第19回 交通事故と危機管理
厚生労働省の人口動態統計(文献1)によれば、死者を原因別にみると、交通事故は不慮の事故の一つに含まれる。1998年に不慮の事故による死者38,925人中、交通事故は13,464人、窒息(食べ物等を詰まらせた場合)は7,557人であったが、2008年には交通事故は7,499人と窒息9,419人よりも少なくなった。交通事故による死者数の減少は10年間に約44%と著しい。
では、交通安全に対して運転者の意識がそれだけ高まったということなのであろうか。
交通統計(文献2)による事故件数は、1998年に803,878件、2008年は76,6147件とわずかに減少している。一方、損害保険請求のあった物損事故を含めた全事故件数(文献3)については、おおよそ700万件前後で推移している。

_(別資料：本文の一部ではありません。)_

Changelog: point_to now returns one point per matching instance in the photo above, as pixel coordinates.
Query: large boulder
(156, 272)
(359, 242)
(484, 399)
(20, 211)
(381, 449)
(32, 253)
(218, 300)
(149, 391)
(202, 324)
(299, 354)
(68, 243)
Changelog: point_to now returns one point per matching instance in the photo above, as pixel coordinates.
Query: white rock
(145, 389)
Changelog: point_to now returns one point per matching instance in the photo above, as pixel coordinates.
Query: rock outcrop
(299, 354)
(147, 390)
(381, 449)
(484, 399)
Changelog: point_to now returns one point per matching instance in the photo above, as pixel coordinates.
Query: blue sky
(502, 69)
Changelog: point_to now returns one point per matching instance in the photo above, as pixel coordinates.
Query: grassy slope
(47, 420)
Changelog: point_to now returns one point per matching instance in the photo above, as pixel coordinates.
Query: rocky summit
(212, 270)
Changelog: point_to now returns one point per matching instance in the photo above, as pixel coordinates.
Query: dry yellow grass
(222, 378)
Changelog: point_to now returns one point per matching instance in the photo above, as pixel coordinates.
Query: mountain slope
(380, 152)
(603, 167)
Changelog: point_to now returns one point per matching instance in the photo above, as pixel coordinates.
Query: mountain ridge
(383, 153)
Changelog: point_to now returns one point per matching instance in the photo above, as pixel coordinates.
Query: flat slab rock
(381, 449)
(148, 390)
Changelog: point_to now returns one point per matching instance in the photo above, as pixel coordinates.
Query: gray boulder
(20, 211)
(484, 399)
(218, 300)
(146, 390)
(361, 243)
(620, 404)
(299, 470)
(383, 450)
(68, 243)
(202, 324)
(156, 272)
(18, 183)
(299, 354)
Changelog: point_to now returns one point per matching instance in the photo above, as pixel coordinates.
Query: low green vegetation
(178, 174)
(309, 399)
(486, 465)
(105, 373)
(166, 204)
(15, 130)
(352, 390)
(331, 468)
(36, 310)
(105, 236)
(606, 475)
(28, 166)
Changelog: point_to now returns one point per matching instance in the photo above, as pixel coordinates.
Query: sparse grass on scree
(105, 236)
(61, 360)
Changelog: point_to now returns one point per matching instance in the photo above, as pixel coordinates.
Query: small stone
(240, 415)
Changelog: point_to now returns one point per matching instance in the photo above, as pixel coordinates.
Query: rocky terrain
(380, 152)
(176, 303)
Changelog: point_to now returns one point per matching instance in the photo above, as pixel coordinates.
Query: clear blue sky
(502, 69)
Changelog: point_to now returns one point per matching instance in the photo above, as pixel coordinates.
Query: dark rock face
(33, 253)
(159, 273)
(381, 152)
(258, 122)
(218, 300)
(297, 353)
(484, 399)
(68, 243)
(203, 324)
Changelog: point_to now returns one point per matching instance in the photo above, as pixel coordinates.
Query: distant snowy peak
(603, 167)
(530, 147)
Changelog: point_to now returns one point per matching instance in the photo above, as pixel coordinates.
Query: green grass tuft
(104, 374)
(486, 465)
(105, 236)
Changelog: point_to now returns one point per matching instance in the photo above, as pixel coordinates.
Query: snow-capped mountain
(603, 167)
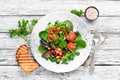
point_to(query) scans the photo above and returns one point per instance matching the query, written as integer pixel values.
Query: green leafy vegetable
(60, 40)
(42, 49)
(77, 12)
(24, 29)
(43, 35)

このように事故の発生についてはそれほど大きな変化がないにも関わらず死者数だけが大幅に減少している。この死者数の減少要因として、1)走行速度の低速化、2)シートベルトの着用率向上、3)飲酒運転の減少、4)運転免許更新制度の改善、5)道路安全施設の改善、6)安全性向上車の普及、などが指摘されている(文献4)。
上記要因の4)~6)は国、道路管理者、自動車関連業界等の努力に起因する。走行速度の低速化、シートベルト着用率向上、飲酒運転の減少などは運転者の意識向上の結果といえるかもしれない。しかし、走行速度の低速化は、エコに対する関心の高さを反映したもの、さらに若者人口の減少及び若者の車離れを反映したものととらえることができる。シートベルト着用率向上や飲酒運転の減少に関しては、取締まり強化の影響と考えることでき、運転者の意識向上だけの成果とはいえないであろう。
2008年における物損事故を含めた全事故件数は約18人に年1件の割合で頻繁に発生していることが分かる。しかし、死亡事故となると、2万6千人あたり1件と、窒息で1万7千人あたり1人死亡する割合に比べれば頻度は低く、交通事故の重大性は薄れてきた。現在も産官学をあげ死者数ゼロに向けた取り組みを継続しているものの、2008年に起こったリーマン・ショックの影響もあり、その勢いは低下せざるを得ない状況となっている。
路側帯を標示する白線が消えかかっているなど、運転者の誤判断を引き起こす可能性のある道路も散見される。大学のある銚子市において走行中の車を観察したところ、約9%の運転者がシートベルト未着用であった他、携帯電話を使用しながらの運転者も約1%いた。自己中心的な運転を行う車は後を絶たず、事故に至る危険性をはらんでいる。
死亡事故の減少が事故に対する運転者の危機意識を麻痺させ、運転者の慢心による事故発生の可能性がある。交通事故は運転者のわずかな認知ミスや判断ミスで発生するため、事故の再増加を防止するためには、道路や車両の対応だけではなく、習慣化しがちな不安全行動を改めようとする運転者の不断の努力が欠かせない。
参考資料
1)厚生労働省、平成20年人口動態統計確定数の概況、2009.
2)交通事故総合分析センター,平成20年度交通統計、2009.
3)日本損害保険協会、自動車保険データによる交通事故の実態2008年4月~2009年3月.
4)H.Kenji他, Evaluation of Traffic Fatality Countermeasures Implemented in Japan from 1992 to 2007, Proc. Eastern Asia ociety for Transportation Studies, 8, 2009.